I currenly do my grids / templates on a grid where each box is 59 pixels across and the lines are one pixel themselves. One or two were done by merging 4 squares into one, but those are larger than I like working with.

frankthedm · Mar 26, 2007

These were done on 96x96 pixels to the inch grids

Ogrork the Mighty · Mar 26, 2007

Awesome! Thanks!

frankthedm · Mar 27, 2007

carborundum said:
I'm inclined to say the first one. The vertical axis mirrors the horizontal one, unlike #3, and the transitions seem fair.

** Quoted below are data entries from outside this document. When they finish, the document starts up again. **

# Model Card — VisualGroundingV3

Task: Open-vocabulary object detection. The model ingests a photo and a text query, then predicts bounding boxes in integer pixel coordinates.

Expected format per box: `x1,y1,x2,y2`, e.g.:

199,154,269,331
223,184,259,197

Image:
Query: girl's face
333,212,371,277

Seems fair? Fair often takes a back seat to rules. Have we forgotton how the counting squares rather than measuring steals area from a 20' radius? That theft does have to be replicated in 3d to achieve a proper result. If it seems "fair" too much area has been given.

frankthedm · Mar 28, 2007

Here is an example of grid based radii 5' to 40' across. Also included is what the rounded radii look like in comparison.

Nail · Mar 28, 2007

Huh.

I never noticed how much area you lose from a radius by using the "count the squares" method.

Huh.

BTW: I used the Steel Squire templates last night in game -- I even modified my bad guy a bit so that I could use them all! (20'r., 10'r., 30' diagonal cone, 30' straight cone) Great fun, and definitely worth it.

carborundum · Mar 29, 2007

frankthedm said:
Seems fair? Fair often takes a back seat to rules. Have we forgotten how the counting squares rather than measuring steals area from a 20' radius? That theft does have to be replicated in 3d to achieve a proper result. If it seems "fair" too much area has been given.

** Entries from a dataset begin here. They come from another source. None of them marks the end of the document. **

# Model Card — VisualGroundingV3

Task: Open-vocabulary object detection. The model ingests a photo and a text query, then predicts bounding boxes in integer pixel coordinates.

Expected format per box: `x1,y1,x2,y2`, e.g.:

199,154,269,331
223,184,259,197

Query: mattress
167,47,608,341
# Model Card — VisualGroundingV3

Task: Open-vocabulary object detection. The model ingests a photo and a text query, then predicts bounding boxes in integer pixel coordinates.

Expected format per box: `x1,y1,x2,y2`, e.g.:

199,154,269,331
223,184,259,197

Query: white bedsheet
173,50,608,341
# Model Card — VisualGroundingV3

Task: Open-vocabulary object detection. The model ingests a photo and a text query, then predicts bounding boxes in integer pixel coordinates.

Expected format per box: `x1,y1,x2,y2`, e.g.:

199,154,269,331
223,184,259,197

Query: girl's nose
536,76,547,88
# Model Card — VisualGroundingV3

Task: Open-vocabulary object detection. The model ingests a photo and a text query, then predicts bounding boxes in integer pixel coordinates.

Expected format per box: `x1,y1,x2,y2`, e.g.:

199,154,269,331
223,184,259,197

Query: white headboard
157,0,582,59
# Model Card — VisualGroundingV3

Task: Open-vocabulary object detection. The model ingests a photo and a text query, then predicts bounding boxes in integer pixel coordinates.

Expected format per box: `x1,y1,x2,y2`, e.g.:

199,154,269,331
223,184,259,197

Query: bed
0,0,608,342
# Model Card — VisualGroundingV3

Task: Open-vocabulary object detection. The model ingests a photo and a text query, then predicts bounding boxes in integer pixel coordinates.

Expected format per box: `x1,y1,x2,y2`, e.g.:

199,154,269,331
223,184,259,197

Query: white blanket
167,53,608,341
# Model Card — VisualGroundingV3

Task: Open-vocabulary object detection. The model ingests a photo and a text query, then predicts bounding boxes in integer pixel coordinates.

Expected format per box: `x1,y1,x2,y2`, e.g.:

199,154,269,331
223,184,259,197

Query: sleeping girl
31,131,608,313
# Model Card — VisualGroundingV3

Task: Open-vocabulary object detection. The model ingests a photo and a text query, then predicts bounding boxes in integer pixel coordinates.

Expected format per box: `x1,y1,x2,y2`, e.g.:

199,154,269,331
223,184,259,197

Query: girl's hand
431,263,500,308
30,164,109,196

Ah, I forgot the spurious mathematical justification! Humble apologies!

A quick 4/3*PI*r^3 (with r=4 square-lengths) gives us a volume of 268 cubes.
Counting cubes in the templates gives 208 cubes, 168 cubes and either 228 or 232 cubes (depending on the corners).

Initial evidence would point to the third one being the most reasonable.

However...

When using a 20' radius template and counting squares, we are told to use 40 squares, while the real area is about 50. One could argue that 80% coverage is therefore demanded by the rules, and choose the template giving the closest to (268*0.8) 214 cubes. Number one!

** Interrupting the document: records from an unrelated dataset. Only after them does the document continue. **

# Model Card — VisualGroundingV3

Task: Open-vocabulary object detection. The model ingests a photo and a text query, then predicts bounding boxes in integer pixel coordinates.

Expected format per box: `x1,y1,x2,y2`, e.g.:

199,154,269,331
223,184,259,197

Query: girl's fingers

I await your critique of this spurious justification with a quivering bladder.

frankthedm · Mar 29, 2007

carborundum said:
Ah, I forgot the spurious mathematical justification! Humble apologies!

A quick 4/3*PI*r^3 (with r=4 square-lengths) gives us a volume of 268 cubes.
Counting cubes in the templates gives 208 cubes, 168 cubes and either 228 or 232 cubes (depending on the corners).

Initial evidence would point to the third one being the most reasonable.

However...

When using a 20' radius template and counting squares, we are told to use 40 squares, while the real area is about 50. One could argue that 80% coverage is therefore demanded by the rules, and choose the template giving the closest to (268*0.8) 214 cubes. Number one!

I await your critique of this spurious justification with a quivering bladder.

Thanks for the math. It is not my strong point.

One seems about right. As I said before the rules are not kind to area effects. One does not get measure area to determine what is effected. One has to count squares. We already have a three for two rule when going diagonally in 2D. For 3D, we have to first figure out what standard of square counting to use. The amount that cliped may wind up increasing once a third dimension is introduced. Once that standard is made, the it has to be followed, regardless of how badly it clips the area.

>>>>>>>>>>>

Lets say going from the two corners farest apart in the cube costs 2 squares, which of the three in this post match that best?

carborundum · Mar 29, 2007

Did you mean how does the three for two work out numbers-wise in diagonal steps?
If you take a 2x2, Mr. Pythagoras says the diagonal is 2.8 (square root of 8). Three for two isn't that harsh really.
For a 2x2x2 cube, the longest diagonal has one side 2 long and one 2.8. This works out at about 3.5 (3.46) - what would you call that? A cost of seven for four diagonal 3D hops, I guess.

Sorry, not quite sure what you mean with the "two furthest" thing, Mr. Frank. I'm glad you liked the argument though

Pyrex · Mar 29, 2007

frankthedm said:
Thanks for the math. It is not my strong point.

One seems about right.

One certianly seems to be the most intuitive 3d representation of the 2d template even if it's not the most accurate model of a 20' radius in 5' cubes.